Geospatial Address Mapping in Excel: Vendor-Employee Address Overlap and Risk Clustering

The vendor-employee address-overlap test addresses a specific control objective under ACFE Fraud Examiners Manual §3.5.2 and PCAOB AS 2401.A5: detecting unauthorized payments routed through fictitious vendors controlled by responsible parties. The operational form of the test is a geographic-proximity match between the vendor-master mailing-address field and the employee-master residence-address field. Pairs falling within a calibrated proximity radius enter the substantive-procedure population for vendor-validation and conflict-of-interest investigation.

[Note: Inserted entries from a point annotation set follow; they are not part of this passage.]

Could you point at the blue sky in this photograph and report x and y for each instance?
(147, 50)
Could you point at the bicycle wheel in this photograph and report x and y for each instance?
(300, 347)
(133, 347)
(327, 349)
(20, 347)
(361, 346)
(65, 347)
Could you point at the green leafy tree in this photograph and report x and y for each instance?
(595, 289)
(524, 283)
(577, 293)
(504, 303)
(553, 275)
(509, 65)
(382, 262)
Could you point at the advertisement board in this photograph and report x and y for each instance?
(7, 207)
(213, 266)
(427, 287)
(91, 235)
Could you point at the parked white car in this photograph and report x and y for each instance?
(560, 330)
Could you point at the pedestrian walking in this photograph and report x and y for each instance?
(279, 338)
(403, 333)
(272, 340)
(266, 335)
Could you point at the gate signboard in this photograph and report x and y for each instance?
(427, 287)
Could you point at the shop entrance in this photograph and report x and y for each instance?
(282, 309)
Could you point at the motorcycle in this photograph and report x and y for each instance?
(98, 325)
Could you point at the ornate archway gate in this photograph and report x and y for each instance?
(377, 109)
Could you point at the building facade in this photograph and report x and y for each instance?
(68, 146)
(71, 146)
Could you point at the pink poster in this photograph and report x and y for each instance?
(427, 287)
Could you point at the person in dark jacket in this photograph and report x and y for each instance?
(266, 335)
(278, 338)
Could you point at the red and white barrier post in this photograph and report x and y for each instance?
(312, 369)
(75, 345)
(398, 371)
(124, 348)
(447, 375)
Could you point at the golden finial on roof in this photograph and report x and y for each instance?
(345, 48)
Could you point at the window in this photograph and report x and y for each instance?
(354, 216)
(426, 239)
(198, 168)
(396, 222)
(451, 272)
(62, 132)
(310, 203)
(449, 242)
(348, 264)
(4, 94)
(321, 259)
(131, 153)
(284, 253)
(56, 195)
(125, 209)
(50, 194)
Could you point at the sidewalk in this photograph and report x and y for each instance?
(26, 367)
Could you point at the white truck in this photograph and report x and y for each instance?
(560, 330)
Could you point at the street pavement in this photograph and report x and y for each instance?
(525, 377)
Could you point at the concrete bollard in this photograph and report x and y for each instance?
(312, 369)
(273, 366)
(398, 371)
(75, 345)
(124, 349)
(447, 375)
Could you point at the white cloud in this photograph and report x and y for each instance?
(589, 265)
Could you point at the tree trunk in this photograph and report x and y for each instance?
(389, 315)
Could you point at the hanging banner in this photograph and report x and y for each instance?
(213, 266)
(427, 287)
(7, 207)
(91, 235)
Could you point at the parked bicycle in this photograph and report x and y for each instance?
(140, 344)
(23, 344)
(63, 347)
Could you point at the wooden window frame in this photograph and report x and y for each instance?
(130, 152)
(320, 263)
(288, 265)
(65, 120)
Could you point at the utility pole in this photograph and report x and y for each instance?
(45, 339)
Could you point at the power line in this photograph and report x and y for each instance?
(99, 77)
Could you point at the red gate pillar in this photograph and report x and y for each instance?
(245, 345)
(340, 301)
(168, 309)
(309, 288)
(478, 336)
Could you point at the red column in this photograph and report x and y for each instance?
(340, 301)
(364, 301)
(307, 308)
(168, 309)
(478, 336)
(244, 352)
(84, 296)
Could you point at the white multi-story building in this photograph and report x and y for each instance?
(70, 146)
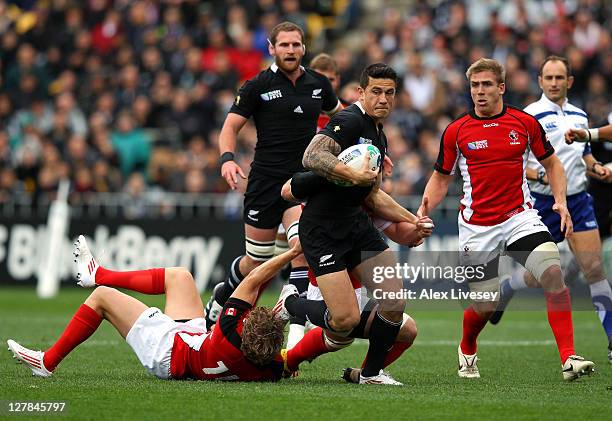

Consider this vendor-master extract from a representative engagement:


Vendor_ID    Address_Raw
V-2847       123 Main Street
V-3924       123 main st
V-1056       123 MAIN STREET, SUITE A

Against this employee-master extract:


Employee_ID  Address_Raw
E-0892       123 Main St.
E-1743       123  Main Street 
E-2901       123, Main Street

An Excel EXACT(vendor_address, employee_address) returns FALSE for every combination despite all six records referencing the same physical location. String normalization (UPPER(TRIM(SUBSTITUTE(...)))) absorbs basic variation but fails on suite-number discrepancies, abbreviation patterns, and international formatting. The robust approach geocodes each address to latitude/longitude coordinates, then computes geodesic distance (the shortest path between two points on Earth’s curved surface) between all vendor-employee pairs. As demonstrated in United States v. Rita Crundwell (N.D. Ill. 2012), where the Dixon comptroller routed $53M through RSCDA LLC registered at her personal residence, geographic proximity between vendor and employee addresses often signals unauthorized payment schemes requiring immediate investigation.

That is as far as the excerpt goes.